Am I Addicted to Gambling? An Honest Self-Assessment
Key Takeaways:
- Gambling problems exist on a spectrum -- you do not have to be at rock bottom for something to be wrong
- The signs are both behavioral (chasing losses, hiding bets, borrowing money) and emotional (anxiety between bets, relief when gambling, guilt after)
- The question "am I addicted to gambling?" is worth taking seriously, because most people who ask it already sense the answer
- This article includes the Problem Gambling Severity Index (PGSI) questions in plain language so you can assess where you stand
- There is no judgment here. Just honest information and a path forward.
The fact that you are asking "am I addicted to gambling?" means something. Not everyone asks that question. Most people who gamble recreationally never wonder about it. It does not cross their mind, the same way most people who drink socially never google "am I an alcoholic?"
You are asking because something feels off. Maybe you cannot pinpoint exactly what it is. Maybe you can pinpoint it precisely but you are hoping someone will tell you it is not that bad. Either way, you are here, and that matters.
This is not a diagnostic tool. It is not a quiz that spits out a label. It is an honest look at the signs, patterns, and feelings that separate recreational gambling from something more, and a way for you to figure out where you actually stand -- not where you want to be, not where you were six months ago, but right now.
It Is Not Binary -- It Is a Spectrum
One of the biggest misconceptions about gambling addiction is that it is an on/off switch. You are either a "normal gambler" or you are the person who lost their house. There is nothing in between.
That is not how it works.

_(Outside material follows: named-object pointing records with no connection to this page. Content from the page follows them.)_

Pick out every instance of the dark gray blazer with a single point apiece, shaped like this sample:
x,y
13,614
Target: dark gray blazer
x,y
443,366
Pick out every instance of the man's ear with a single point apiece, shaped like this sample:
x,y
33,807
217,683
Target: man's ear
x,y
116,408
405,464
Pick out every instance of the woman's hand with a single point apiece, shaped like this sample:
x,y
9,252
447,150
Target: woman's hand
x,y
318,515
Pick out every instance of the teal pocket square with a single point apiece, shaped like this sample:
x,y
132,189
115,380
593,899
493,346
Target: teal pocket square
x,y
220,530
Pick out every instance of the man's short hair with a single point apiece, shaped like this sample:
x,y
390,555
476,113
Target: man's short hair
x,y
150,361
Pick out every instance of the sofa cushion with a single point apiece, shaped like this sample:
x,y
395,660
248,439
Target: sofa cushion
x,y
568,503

Problem gambling exists on a spectrum, and most of the harm happens in the middle -- in the gray zone where you are still functional, still paying your bills (mostly), still showing up (mostly), but something has shifted in your relationship with gambling and you can feel it even if nobody else can see it yet.
Research from the National Council on Problem Gambling (NCPG) identifies several levels along this spectrum:
The Gambling Behavior Spectrum
| Level | Description | What It Looks Like |
|---|---|---|
| No-risk | Gambling occasionally with budgeted entertainment money | You stop when planned. You do not think about it between sessions. |
| Low-risk | Occasionally spend more than intended; sometimes feel a pull to bet | Does not meaningfully affect your life. Minor lapses in control. |
| Moderate-risk | Sometimes chase losses; have lied about gambling; gambling to escape stress | Spending has increased over time. Gambling is starting to serve an emotional function. |
| Problem gambling | Gambling causing real harm to finances, relationships, work, or mental health | You have tried to cut back and could not. You feel unable to stop even when you want to. |
The Behavioral Signs
These are the things you do -- the patterns that show up in your actions, your finances, and your time. You do not need to check every box. If several of these feel familiar, that is significant.
Behavioral vs. Emotional Signs at a Glance
| Behavioral Signs (What You Do) | Emotional Signs (What You Feel) |
|---|---|
| Chasing losses -- betting more to win back what you lost | Anxiety between bets -- a restless, itchy feeling when not gambling |
| Increasing the stakes -- needing bigger bets for the same thrill | Relief when gambling -- a settling of anxiety, not excitement |
| Spending more than you can afford -- rent money, savings, credit | Guilt or shame after gambling -- the urge-bet-guilt cycle |
| Lying about gambling -- minimizing bets or losses to others | Preoccupation -- thinking about gambling when not gambling |
| Borrowing money to gamble or cover gambling losses | Irritability when trying to stop -- defensiveness when confronted |
| Neglecting responsibilities -- missing work, deadlines, plans | |
| Failed attempts to stop or cut back |
Chasing losses. This is the most common and most reliable sign. Chasing means that when you lose, you keep betting to try to win it back. Not "I will bet again next weekend" -- that is normal. Chasing is "I just lost $200 and I need to get it back right now, so I am going to deposit more." The urgency is the tell. Recreational gamblers accept losses as the cost of entertainment. Problem gamblers experience losses as something that needs to be fixed immediately, with more gambling.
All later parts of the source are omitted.